Decision in Crandall Canyon criminal case coming

FEDERAL prosecutors will soon make a decision on whether or not criminal charges will be filed for the Crandall Canyon incident in Utah that took nine lives in August 2007.

Donna Schmidt

According to local newspaper the Deseret News, a decision will be made within weeks and witnesses have been interviewed by investigators as the group decides whether or not to seek a grand jury indictment for potential misrepresentations.

"Oftentimes, what gets people in trouble is lying about what they knew and when they knew it," Utah US Attorney Brett Tolman told the paper.

Tolman added the investigators are looking at dishonest statements made to federal regulators as well as a pattern of problems Crandall Canyon has suffered.

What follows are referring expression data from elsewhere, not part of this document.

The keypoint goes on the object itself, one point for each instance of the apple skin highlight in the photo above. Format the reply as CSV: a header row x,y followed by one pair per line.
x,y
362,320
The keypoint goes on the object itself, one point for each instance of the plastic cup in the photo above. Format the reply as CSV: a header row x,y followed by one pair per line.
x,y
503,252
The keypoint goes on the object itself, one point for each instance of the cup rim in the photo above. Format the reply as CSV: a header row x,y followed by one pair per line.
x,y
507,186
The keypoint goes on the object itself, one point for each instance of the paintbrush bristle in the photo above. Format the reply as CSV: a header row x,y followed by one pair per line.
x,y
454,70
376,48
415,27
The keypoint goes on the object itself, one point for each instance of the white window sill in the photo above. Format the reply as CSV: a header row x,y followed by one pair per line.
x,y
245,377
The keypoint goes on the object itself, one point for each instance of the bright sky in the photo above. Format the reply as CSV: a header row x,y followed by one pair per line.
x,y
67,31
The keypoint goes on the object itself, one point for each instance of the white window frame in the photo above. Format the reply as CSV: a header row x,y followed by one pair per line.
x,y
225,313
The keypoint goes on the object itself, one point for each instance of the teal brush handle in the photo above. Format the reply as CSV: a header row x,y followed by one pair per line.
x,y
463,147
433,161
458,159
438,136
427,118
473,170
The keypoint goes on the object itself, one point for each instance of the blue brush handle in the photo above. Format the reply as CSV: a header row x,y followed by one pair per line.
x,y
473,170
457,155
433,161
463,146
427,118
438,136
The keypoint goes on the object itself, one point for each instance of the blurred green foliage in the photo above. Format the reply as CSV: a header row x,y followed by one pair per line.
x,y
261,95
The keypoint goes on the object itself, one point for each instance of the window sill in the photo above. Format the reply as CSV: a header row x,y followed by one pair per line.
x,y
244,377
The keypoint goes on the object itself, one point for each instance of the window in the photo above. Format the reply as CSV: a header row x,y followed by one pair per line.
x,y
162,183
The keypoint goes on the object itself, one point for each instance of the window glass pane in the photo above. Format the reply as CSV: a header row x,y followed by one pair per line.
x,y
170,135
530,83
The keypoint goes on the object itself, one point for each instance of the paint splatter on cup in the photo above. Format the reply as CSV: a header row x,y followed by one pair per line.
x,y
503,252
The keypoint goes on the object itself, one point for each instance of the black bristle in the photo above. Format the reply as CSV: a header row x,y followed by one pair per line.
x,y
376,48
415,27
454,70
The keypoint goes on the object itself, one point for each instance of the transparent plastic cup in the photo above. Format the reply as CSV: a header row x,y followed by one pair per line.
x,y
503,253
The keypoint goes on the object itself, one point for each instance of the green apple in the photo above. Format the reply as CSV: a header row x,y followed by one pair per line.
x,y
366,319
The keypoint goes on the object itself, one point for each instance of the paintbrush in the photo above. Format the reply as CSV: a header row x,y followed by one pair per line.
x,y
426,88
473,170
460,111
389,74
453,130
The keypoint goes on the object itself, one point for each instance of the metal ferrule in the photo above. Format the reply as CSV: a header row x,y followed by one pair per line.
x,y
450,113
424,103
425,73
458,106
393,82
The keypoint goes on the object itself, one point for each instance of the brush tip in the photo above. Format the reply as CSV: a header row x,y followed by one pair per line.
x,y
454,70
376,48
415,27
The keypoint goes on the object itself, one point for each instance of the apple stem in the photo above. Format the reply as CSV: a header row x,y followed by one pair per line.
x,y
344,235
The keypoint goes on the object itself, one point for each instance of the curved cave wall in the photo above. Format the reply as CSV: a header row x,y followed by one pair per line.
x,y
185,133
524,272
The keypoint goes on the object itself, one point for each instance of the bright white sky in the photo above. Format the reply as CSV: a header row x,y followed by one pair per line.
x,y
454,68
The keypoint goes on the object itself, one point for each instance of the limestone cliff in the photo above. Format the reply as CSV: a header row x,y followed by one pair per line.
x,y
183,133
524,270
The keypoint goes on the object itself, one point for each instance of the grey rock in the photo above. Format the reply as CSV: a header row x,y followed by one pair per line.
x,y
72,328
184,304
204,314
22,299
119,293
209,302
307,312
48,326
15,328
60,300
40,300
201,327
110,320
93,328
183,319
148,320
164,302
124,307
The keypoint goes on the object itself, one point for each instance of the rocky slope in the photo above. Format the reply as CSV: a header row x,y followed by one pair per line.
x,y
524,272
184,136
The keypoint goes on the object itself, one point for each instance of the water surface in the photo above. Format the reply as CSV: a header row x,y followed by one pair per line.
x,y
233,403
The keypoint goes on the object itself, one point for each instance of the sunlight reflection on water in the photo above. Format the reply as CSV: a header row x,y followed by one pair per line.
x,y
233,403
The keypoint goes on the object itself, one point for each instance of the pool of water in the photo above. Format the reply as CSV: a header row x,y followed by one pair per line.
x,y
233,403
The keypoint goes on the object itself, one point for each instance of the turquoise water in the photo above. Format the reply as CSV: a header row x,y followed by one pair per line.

"There's a difference between bad business and criminal behavior," Tolman told the newspaper, but he did not specify who would be targeted in any criminal investigation or who has been interviewed to date.

The US Mine Safety and Health Administration referred the case to the US Attorney's Office for Utah last September.

Neither MSHA nor the mine’s owner have released public statements on the case.

Crandall Canyon is owned by UtahAmerican Energy, a subsidiary of Murray Energy.

Six workers died in the initial mine collapse, including Kerry Allred, Luis Hernandez, Carlos Payan, Brandon Phillips, Don Erickson and Manuel Sanchez.

Ten days later, Dale Black, Brandon Kimber and Gary Jensen were killed during rescue attempts when a second collapse occurred.

Two civil lawsuits filed by the families of the victims against Murray Energy are still pending in the state and federal court, according to the News.

In January, the family of one of the initial six miners killed received a favourable judgment which gave the family full benefits for the next six years.

A Utah Labor Commission administrative judge has ordered Rockwood Casualty Insurance and Murray Energy to pay out $US565 weekly for the next 312 weeks to the family of Juan Carlos Payan, with payments retroactive to the date of the incident.

MSHA said last September at the time of the referral that its decision stemmed from the same facts, events and conditions that resulted in $US1.34 million in fines against the mine owner last July.

Agapito Associates, a mining engineering consultant, was also fined $220,000 for an allegedly faulty analysis of the mine's design.

“Through its investigation of the tragic accidents last year at Crandall Canyon, MSHA determined that the operator and its engineering consultants demonstrated reckless disregard for safety," then-MSHA acting assistant secretary of labor Richard Stickler said.

“MSHA has referred this case for possible criminal charges.”

Stickler added that the requested stay was necessary to avoid potential interference with the criminal enforcement process, which could arise from a contemporaneous related civil enforcement proceeding.